Killing Monica - Page 75

“And you want to know something else?” He yanked open the door, got in, closed it, and stuck his head out the window. “I only went out in that fucking snowstorm because my mother thought you would be good for my career.”

“I knew it!” Pandy screamed. “You are a fucking mama’s boy. Henry warned me—”

“Henry? Henry?” he spat, tilting his head back and laughing maniacally. “As if Henry knows anything about being a man.”

“He knows a lot more than you do, Diaper Boy.”

“You frigid cunt. Hasta la vista, baby. Nice knowing you.” Jonny started the car and stepped on the gas, flipping her the bird out the open window.

“Fuck you!” Pandy screamed. “Fuuuuck youuuu!” She ran down the drive after him, continuing to yell until his car disappeared around the corner.

Jesus H. Christ, she thought, marching back up the driveway barefoot. What a way to end a marriage. With a “fuck you.”

How incredibly…unoriginal.

She went into the house, slammed the door behind her, and marched into the library.

She didn’t care. There was only one thing that mattered now.

She knew exactly what her next book was going to be about, and it wasn’t Monica.

* * *

And so, as she danced to the music of her own imagination, dreaming of great triumphs, the divorce cyclone out in the real world began to whirl. First it picked up people—lawyers, private investigators, process servers—a whole Dickensian underworld of characters, each with his or her hand out.

Then it picked up the press: ANOTHER CELEBRITY MARRIAGE ON THE ROCKS!

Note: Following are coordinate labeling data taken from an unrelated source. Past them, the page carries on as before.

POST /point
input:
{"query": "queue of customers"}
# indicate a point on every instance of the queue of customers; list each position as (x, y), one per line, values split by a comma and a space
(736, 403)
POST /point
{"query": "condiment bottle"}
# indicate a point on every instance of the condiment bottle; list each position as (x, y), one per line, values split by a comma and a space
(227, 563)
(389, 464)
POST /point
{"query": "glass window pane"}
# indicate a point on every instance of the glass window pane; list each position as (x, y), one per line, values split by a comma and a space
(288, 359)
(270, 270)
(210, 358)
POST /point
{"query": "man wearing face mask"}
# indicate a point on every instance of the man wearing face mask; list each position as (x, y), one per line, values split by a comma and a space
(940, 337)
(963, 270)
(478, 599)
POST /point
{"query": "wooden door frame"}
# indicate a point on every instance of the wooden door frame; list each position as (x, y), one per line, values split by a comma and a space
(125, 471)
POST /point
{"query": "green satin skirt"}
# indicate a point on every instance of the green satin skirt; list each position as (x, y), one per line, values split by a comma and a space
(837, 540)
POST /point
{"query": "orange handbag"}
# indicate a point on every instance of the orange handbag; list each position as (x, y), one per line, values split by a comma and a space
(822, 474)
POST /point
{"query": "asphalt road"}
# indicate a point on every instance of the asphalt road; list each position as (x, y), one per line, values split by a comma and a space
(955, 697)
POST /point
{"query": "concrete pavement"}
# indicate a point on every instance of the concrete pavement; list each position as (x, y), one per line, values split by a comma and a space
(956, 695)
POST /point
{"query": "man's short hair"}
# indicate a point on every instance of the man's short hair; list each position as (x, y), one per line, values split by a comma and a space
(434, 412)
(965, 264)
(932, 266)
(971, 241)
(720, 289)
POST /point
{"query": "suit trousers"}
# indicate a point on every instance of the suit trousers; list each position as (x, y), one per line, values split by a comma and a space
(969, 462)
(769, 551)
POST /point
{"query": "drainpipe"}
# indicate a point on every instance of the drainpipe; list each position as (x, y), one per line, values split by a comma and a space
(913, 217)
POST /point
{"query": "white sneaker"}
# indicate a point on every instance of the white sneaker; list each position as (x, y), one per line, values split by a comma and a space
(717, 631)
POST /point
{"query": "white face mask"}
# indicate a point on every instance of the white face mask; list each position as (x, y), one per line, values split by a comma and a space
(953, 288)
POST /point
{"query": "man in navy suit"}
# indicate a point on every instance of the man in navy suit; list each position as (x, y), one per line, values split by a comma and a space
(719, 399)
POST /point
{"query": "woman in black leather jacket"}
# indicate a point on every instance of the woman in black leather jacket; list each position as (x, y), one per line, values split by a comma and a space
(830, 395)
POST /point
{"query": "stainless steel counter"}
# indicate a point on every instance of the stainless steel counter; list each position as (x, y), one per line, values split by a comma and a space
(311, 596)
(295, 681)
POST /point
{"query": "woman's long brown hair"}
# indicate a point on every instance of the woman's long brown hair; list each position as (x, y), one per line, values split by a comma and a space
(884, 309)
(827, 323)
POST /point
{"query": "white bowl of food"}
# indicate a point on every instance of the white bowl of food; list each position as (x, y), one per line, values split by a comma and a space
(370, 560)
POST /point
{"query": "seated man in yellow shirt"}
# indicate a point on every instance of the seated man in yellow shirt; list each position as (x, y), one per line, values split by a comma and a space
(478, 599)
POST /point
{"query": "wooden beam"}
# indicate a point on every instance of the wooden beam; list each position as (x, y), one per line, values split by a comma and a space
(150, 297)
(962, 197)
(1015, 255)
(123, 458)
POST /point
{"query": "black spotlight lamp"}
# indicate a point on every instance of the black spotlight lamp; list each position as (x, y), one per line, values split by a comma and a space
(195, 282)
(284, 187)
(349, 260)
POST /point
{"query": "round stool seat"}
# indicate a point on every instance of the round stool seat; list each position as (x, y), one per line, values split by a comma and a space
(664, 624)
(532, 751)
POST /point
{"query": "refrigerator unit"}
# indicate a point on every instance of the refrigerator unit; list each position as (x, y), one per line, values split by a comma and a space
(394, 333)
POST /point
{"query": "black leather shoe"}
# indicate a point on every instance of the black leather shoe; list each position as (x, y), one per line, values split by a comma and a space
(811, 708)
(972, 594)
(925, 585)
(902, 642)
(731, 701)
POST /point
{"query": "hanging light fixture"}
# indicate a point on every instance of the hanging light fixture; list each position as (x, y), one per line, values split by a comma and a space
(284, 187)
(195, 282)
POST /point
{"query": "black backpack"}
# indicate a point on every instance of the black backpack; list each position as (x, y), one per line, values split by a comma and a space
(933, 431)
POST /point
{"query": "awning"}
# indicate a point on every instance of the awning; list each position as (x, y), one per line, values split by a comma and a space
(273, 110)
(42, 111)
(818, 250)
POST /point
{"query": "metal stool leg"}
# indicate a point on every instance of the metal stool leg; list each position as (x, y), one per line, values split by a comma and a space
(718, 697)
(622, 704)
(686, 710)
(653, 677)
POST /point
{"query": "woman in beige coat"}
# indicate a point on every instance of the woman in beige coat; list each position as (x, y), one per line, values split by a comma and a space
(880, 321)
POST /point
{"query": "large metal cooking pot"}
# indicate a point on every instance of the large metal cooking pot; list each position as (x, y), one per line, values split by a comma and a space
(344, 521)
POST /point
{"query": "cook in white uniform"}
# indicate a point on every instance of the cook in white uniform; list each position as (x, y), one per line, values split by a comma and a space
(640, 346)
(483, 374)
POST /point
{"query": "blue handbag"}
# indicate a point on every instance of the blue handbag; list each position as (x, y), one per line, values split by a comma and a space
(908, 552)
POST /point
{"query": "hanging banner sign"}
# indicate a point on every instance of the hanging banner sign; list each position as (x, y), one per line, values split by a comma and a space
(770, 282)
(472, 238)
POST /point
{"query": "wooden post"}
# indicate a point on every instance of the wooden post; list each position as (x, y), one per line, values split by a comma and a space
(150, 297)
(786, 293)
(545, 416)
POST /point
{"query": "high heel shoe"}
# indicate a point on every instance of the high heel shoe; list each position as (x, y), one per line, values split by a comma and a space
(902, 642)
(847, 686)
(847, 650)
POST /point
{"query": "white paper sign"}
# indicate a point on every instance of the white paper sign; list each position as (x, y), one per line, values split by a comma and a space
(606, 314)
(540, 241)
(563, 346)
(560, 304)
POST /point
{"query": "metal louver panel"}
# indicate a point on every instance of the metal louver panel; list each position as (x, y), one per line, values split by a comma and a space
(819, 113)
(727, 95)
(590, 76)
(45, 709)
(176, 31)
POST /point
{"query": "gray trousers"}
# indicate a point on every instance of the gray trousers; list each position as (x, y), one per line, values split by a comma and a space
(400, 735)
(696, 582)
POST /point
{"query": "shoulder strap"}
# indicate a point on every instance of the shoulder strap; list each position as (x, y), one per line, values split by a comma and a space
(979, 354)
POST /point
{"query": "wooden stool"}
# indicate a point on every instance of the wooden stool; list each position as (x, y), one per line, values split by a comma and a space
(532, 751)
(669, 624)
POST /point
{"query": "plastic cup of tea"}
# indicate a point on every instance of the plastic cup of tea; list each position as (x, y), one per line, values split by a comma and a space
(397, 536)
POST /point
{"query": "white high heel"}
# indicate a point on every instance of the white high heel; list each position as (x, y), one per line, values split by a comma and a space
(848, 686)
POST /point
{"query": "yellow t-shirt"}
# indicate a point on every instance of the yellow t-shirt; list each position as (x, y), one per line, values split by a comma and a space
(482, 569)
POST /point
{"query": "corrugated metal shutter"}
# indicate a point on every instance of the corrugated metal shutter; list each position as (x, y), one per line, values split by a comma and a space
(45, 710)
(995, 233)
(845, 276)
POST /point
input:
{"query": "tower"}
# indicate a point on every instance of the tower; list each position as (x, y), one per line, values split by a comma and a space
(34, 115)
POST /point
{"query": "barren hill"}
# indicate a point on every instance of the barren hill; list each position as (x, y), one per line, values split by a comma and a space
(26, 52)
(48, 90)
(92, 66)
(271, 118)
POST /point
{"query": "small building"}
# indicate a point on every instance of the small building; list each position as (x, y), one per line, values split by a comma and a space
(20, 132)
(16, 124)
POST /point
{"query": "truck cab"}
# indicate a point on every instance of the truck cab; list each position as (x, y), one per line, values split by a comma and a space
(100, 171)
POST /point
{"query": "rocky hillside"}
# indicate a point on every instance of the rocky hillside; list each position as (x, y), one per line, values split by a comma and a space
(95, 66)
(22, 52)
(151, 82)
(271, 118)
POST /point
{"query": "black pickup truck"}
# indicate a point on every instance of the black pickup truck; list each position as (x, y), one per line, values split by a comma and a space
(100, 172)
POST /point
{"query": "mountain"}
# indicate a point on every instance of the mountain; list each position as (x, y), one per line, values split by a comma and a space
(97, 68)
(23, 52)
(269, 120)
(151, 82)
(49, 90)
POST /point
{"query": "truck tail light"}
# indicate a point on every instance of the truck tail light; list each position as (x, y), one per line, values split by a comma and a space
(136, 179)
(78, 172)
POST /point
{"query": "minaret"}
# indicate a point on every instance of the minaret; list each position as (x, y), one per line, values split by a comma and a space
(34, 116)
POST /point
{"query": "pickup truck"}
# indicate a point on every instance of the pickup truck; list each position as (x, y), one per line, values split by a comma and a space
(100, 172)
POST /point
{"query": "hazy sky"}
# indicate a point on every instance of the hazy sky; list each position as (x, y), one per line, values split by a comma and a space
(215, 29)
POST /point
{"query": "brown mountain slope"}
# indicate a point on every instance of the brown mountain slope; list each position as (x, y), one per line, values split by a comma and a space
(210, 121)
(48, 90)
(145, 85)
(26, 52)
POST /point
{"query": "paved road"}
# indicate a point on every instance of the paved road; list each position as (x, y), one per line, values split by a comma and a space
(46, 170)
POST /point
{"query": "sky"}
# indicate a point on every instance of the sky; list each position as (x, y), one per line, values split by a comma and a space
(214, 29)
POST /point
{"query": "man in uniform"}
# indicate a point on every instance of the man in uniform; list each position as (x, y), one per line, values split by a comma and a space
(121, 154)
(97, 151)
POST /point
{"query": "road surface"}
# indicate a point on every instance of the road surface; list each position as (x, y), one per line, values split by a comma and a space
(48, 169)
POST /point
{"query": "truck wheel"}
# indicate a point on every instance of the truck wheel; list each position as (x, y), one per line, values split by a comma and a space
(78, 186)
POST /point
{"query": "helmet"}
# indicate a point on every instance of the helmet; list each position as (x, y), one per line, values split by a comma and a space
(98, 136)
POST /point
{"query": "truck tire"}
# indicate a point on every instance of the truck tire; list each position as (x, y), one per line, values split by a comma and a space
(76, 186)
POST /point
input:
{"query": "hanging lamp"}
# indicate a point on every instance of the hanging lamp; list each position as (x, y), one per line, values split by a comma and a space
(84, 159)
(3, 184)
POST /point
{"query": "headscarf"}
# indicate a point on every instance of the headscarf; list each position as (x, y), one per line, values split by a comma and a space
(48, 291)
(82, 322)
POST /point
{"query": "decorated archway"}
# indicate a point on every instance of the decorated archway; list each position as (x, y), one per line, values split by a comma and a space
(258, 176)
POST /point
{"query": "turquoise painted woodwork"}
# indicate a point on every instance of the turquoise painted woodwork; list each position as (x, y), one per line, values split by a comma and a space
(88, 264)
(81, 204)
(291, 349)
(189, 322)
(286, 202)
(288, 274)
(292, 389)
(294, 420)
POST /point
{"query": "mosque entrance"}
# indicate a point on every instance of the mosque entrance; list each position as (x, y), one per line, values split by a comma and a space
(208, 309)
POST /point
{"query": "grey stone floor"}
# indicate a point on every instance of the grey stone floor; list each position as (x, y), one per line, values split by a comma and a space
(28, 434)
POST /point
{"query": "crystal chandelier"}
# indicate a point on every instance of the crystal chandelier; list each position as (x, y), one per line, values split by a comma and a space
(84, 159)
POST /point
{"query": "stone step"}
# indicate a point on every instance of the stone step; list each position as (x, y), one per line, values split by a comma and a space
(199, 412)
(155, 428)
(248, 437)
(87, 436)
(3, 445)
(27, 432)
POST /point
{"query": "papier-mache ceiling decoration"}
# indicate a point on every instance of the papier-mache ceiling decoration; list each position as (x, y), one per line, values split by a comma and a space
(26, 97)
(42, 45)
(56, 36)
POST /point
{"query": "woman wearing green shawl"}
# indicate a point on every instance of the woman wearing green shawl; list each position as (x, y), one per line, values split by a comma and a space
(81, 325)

And then it picked up paper: endless requests for bank statements, contracts, emails, and texts. And on and on, and back and forth about what was or was not relevant, and who’d said what to whom. She had managed to live through it only by escaping from it as often as possible. Specifically, into the eighteenth century and the mind of Lady Wallis Wallis when she arrived in New York City, circa 1775.

At the time, Pandy didn’t know if what she was writing was literary or historical. It might have been YA. All she knew was that trying to tell Lady Wallis’s story was what had given her courage.

What she’d never imagined was that it could fail.

Now, Pandy looked out the window of the town car Henry had arranged to drive her from the Pool Club and saw that she was nearly back in Wallis. Where she’d been only once since that long, awful day when she had told Jonny she wanted a divorce.

Through the endless dealings with Jonny’s lawyers and demands for money, Pandy had assumed that Lady Wallis would make it all okay in the end.

Except she hadn’t.

The driver hit the brakes. “Which way?”

“That way,” Pandy said, pointing to the narrow rutted track that was Wallis Road.

And right there, at the last outpost of cell phone service, her phone began fluttering those happy notes from Monica’s theme song.

Pandy picked it up.

CHAPTER FOURTEEN

HENRY?”

Her voice came out thickly, like she was speaking through clotted cream. She had to take a sip of water before she could continue. “Please tell me what I think happened two hours ago back at the Pool Club didn’t happen?”

“I wish I could, my dear,” Henry said with firm sympathy.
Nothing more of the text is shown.